Chocolate bars are being locked in plastic boxes in some UK shops as retailers and police forces warn thieves are stealing them to order.
Sainsbury’s said it had begun using “boxes on products which are regularly targeted”, with £2.60 bars of Cadbury Dairy Milk locked up in one London branch.
Chocolate was more recently being “sold on by criminals and is now being targeted more frequently by prolific offenders,” according to the Association of Convenience Stores (ACS).



I suppose I’m trying to tie the disconnect between their costs and their stock value. In my mind, these two metrics would be intimately tied together such that as costs increase, their stock value decreases as they try to keep prices level to compete.
I’m not seeing that trend, it really seems like they’re still rewarding their shareholders whilst passing the costs on to the consumer. I simply do not buy their poverty argument
In a rational stock market (and there are numerous reasons why that might not apply) the value of a share reflects the expected future earnings from holding the share.

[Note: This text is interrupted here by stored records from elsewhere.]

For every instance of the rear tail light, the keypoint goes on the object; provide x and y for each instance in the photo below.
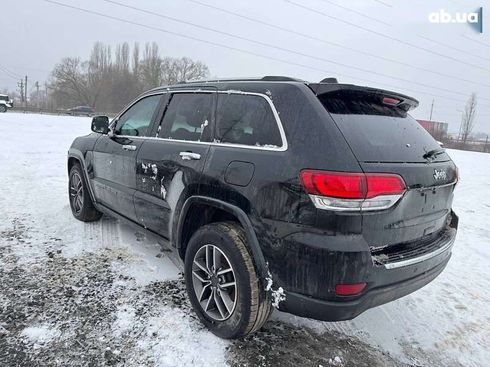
(349, 289)
(352, 191)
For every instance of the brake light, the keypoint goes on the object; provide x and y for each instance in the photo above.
(349, 289)
(352, 191)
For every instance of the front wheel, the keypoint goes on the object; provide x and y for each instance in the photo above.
(222, 282)
(81, 204)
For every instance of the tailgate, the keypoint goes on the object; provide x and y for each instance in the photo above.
(423, 209)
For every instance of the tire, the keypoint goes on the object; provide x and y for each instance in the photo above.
(81, 203)
(250, 305)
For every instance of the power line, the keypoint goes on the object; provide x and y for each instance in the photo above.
(476, 41)
(307, 36)
(356, 12)
(452, 47)
(10, 73)
(217, 44)
(145, 11)
(383, 35)
(383, 3)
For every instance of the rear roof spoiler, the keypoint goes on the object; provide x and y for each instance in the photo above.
(406, 102)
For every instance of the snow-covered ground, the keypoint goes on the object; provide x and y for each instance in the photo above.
(102, 294)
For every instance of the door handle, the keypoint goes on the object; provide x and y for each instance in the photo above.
(129, 147)
(187, 156)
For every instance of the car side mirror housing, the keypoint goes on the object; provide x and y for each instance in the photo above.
(100, 124)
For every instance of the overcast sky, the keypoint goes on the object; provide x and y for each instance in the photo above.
(37, 34)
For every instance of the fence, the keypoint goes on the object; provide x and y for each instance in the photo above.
(50, 111)
(472, 145)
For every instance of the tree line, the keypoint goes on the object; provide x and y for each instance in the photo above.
(111, 78)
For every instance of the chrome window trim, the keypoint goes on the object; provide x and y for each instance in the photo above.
(282, 133)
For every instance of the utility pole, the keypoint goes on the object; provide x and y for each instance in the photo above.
(46, 96)
(21, 89)
(26, 93)
(37, 94)
(431, 109)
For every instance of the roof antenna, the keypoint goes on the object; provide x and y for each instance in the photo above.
(330, 80)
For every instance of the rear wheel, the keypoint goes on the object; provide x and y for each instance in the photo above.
(222, 281)
(80, 201)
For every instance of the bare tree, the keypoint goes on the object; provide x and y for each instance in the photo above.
(468, 118)
(181, 70)
(151, 66)
(108, 84)
(69, 83)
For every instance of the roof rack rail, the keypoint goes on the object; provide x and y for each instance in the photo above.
(279, 78)
(330, 80)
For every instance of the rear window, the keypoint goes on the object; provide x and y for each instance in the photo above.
(246, 120)
(186, 116)
(377, 132)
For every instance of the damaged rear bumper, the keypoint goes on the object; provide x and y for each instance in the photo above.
(318, 309)
(400, 271)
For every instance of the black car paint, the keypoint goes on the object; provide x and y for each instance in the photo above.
(305, 250)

The expected future earnings come in the form of dividends that the company distributes from the profit they make. So if a retailer’s costs increase, they put prices up to maintain the exact same profit, and sales do not fall, then you would not expect share price to change, because you would not expect any change to the future earnings from holding a share.
Of course, when prices change, it influences sales. But not always in the same way (because goods can be more or less elastic or - less so at supermarkets - luxury goods) and not always predictably; and since the expectation is about predicting behaviour, that means share price doesn’t even necessarily reflect what actually happens.